Our references: 8740-B2-201316422
8740-B54-201316414

BY EMAIL

Mr. Philippe Gauvin
Senior Counsel, Regulatory Law and Policy
Bell Canada
160 Elgin Street, 19th Floor
Ottawa, Ontario K2P 2C4
bell.regulatory@bell.ca

Ms. Suzanne Morin
Bell Aliant Regional Communications, L.P.
General Counsel – Regulatory & Privacy Chief
160 Elgin Street, 19th Floor
Ottawa, Ontario K2P 2C4
regulatory@bell.aliant.ca

Re: Associated with Bell Aliant Tariff Notice 465 and Bell Canada Tariff Notice 7411

Dear Sir / Madam:

The Commission received a joint application by Bell Aliant Regional Communications, Limited Partnership (Bell Aliant) and Bell Canada (collectively, the Bell companies), dated 14 November 2013, in which the Bell companies proposed changes to their Access Service Tariff (AST) – Item 43 – Compensation per Call.

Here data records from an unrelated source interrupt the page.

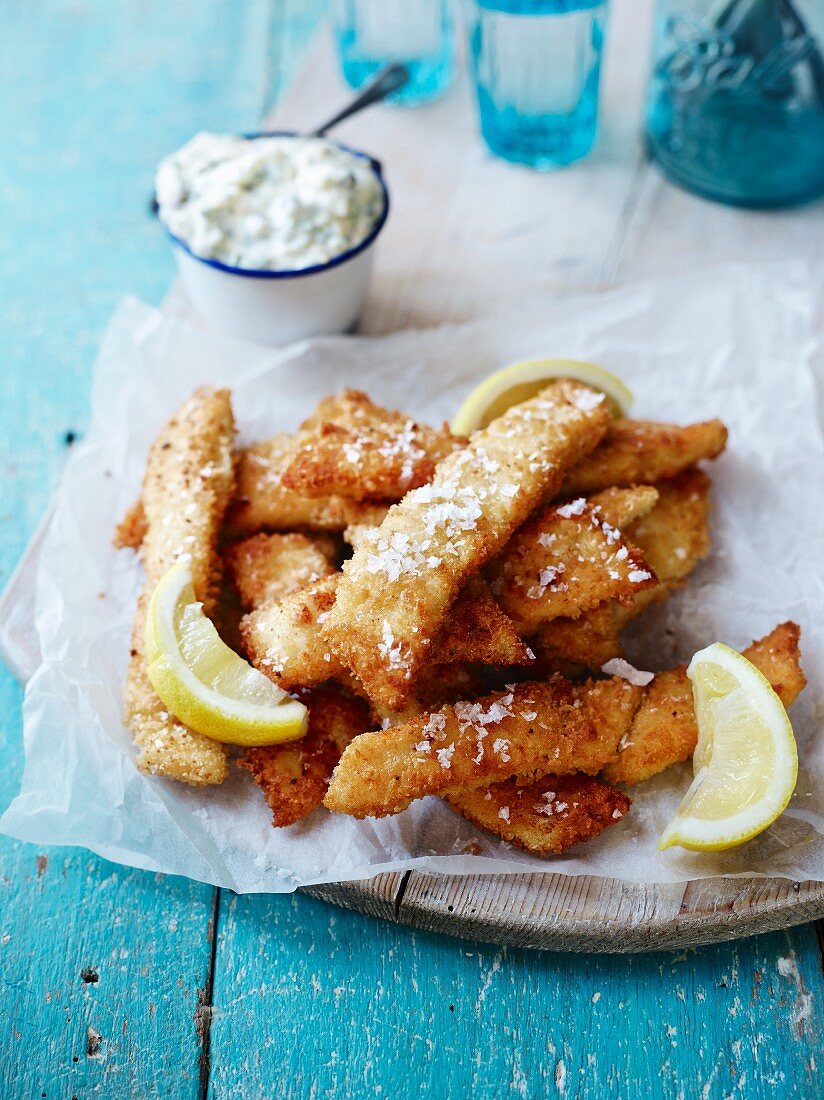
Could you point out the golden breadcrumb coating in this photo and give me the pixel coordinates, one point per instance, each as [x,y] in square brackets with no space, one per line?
[636,452]
[569,558]
[366,452]
[131,530]
[580,646]
[673,537]
[294,777]
[547,816]
[534,729]
[265,568]
[398,586]
[186,491]
[285,640]
[665,732]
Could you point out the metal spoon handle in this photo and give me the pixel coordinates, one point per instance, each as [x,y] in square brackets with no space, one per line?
[386,81]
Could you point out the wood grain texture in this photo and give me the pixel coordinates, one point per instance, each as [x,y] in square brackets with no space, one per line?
[296,999]
[87,89]
[337,1004]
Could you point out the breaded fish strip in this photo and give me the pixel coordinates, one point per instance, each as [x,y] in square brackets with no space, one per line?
[399,584]
[265,568]
[366,452]
[571,557]
[263,503]
[285,639]
[186,491]
[673,537]
[294,777]
[638,452]
[479,631]
[663,730]
[534,729]
[546,817]
[574,647]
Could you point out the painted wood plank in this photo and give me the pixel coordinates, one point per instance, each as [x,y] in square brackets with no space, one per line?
[102,970]
[315,1002]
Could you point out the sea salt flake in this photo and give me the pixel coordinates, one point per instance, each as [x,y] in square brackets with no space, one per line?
[445,756]
[617,667]
[501,746]
[573,508]
[588,399]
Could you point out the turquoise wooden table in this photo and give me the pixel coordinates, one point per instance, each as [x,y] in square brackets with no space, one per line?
[123,983]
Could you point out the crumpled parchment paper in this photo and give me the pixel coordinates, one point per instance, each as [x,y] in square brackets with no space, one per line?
[733,342]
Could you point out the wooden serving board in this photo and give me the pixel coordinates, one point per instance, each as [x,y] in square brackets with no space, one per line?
[469,235]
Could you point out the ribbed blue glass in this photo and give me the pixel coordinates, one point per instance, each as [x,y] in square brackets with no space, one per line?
[419,33]
[537,66]
[736,99]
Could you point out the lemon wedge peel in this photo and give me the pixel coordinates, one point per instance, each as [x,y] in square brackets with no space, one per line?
[522,381]
[745,761]
[202,682]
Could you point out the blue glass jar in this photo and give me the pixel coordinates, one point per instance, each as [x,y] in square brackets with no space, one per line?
[736,99]
[537,66]
[419,33]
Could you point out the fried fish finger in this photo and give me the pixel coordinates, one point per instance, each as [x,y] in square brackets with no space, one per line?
[366,452]
[673,537]
[265,568]
[665,732]
[263,503]
[636,452]
[294,777]
[285,639]
[546,817]
[558,727]
[399,584]
[186,491]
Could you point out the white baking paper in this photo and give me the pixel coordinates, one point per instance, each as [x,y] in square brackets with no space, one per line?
[735,342]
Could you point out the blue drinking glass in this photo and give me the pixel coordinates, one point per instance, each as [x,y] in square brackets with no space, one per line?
[735,109]
[420,33]
[537,66]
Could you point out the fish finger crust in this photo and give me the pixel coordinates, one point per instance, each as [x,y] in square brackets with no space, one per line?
[400,582]
[547,816]
[533,729]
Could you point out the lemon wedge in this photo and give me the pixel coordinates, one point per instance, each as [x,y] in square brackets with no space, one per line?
[522,381]
[745,762]
[202,682]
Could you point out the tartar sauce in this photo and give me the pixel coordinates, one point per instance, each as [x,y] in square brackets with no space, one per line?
[267,204]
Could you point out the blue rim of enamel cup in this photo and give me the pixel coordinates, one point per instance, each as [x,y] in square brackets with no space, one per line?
[298,272]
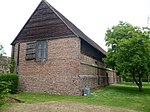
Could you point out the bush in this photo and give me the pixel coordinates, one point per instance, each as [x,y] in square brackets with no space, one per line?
[4,90]
[10,78]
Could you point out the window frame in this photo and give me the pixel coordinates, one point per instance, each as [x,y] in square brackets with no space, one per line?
[43,49]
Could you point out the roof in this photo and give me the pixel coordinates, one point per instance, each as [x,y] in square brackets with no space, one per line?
[69,24]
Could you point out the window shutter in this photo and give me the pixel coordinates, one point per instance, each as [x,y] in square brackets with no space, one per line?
[30,50]
[41,50]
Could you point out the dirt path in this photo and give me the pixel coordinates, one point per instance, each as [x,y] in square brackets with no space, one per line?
[62,107]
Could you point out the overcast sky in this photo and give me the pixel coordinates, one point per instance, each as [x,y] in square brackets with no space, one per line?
[93,17]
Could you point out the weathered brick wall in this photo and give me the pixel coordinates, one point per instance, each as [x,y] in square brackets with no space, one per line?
[91,75]
[57,75]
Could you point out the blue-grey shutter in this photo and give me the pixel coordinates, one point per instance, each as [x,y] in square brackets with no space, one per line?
[41,51]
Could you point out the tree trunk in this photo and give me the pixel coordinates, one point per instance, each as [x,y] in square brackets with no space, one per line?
[138,84]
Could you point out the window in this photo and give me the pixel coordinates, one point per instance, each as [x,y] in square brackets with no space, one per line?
[41,50]
[36,50]
[30,50]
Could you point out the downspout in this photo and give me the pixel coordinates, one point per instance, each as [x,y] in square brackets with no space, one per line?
[17,64]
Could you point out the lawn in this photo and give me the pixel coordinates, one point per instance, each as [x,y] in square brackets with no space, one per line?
[124,95]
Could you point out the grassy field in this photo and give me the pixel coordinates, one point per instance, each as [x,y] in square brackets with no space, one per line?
[123,95]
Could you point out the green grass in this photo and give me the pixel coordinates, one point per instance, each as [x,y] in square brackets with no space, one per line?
[123,95]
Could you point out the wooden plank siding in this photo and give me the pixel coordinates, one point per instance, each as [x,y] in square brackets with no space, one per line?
[43,23]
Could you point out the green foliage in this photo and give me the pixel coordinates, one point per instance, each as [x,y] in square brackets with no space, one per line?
[129,51]
[122,95]
[4,90]
[13,78]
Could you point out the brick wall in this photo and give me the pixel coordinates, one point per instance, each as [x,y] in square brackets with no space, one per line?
[91,75]
[57,75]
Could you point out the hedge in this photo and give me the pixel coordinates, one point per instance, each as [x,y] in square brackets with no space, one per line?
[10,78]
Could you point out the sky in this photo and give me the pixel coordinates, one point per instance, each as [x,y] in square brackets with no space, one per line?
[93,17]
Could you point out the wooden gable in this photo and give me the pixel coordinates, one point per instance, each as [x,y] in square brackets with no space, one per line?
[44,23]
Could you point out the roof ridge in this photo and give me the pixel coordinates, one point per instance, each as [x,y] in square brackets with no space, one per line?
[74,29]
[56,12]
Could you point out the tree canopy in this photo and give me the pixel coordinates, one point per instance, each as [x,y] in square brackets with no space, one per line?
[129,50]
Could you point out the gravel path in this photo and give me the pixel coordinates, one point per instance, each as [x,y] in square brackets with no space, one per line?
[62,107]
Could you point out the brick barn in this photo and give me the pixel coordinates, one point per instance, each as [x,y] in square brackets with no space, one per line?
[53,56]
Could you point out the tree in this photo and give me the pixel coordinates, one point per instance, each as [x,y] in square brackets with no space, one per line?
[129,50]
[1,51]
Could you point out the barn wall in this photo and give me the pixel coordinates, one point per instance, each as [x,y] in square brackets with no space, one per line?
[57,75]
[92,69]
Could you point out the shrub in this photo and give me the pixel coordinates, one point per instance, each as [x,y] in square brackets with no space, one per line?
[4,90]
[13,78]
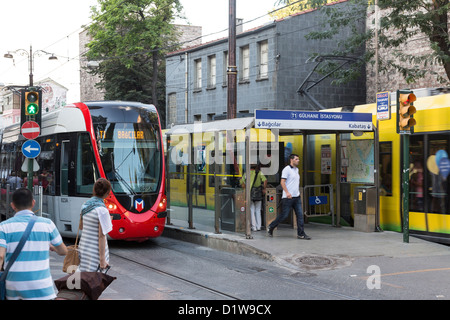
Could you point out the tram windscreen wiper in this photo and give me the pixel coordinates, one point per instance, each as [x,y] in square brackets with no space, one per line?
[121,179]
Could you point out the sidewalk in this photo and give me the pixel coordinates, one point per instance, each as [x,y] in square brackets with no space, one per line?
[326,246]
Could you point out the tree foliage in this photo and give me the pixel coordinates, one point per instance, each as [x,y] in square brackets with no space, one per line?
[129,39]
[405,27]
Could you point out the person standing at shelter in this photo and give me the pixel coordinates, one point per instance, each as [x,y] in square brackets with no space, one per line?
[96,223]
[258,181]
[29,277]
[290,182]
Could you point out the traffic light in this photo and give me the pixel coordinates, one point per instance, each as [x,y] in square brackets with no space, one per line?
[405,111]
[31,106]
[31,103]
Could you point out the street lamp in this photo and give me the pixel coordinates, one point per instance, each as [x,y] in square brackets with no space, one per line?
[30,56]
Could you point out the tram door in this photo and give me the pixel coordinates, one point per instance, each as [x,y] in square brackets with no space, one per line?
[64,201]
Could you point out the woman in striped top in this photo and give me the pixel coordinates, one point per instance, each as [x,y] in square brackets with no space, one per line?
[96,223]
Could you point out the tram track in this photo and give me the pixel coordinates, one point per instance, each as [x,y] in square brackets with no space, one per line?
[178,278]
[262,274]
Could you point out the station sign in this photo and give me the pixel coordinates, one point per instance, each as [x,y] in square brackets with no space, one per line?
[313,120]
[383,106]
[30,130]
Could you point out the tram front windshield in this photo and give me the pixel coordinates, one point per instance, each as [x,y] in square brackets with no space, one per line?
[131,156]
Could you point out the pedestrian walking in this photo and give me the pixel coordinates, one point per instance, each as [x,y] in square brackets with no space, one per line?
[29,277]
[96,223]
[290,182]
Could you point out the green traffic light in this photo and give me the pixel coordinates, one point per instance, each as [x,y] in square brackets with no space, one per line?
[32,97]
[32,109]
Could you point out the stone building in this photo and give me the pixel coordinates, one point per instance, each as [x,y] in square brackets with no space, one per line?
[272,63]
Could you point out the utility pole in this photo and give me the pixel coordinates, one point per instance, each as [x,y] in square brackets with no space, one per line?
[232,68]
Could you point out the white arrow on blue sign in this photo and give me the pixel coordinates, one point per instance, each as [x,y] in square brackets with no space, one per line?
[31,149]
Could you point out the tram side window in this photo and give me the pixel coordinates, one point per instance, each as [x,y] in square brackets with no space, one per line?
[416,174]
[46,160]
[437,165]
[87,171]
[386,168]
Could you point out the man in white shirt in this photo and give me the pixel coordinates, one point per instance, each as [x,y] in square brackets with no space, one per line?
[290,182]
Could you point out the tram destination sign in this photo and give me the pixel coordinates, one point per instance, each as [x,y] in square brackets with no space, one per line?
[313,120]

Provide a response to the attached Commission staff interrogatories by 18 December 2013.

Yours sincerely,

Original signed by

Lyne Renaud
Director, Costing and Competitor Services
Telecommunications

c.c.: Allen Trafford, MTS Allstream, 613-688-8794, iworkstation@mtsallstream.com
Trichur Krishnan, CRTC, 819-953-9583, trichur.krishnan@crtc.gc.ca

Attach. (1)

ATTACHMENT

Bell Aliant Tariff Notice 465 and Bell Canada Tariff Notice 7411

1. Refer to the Bell companies’ economic evaluation report dated 14 November 2013. In paragraph 21 the Bell companies stated the cost of the imputed loop in the Compensation per Call cost study already reflects the impact of inflation and productivity improvements and in paragraph 25 the Bell companies stated that the study period is from 2014 to 2018.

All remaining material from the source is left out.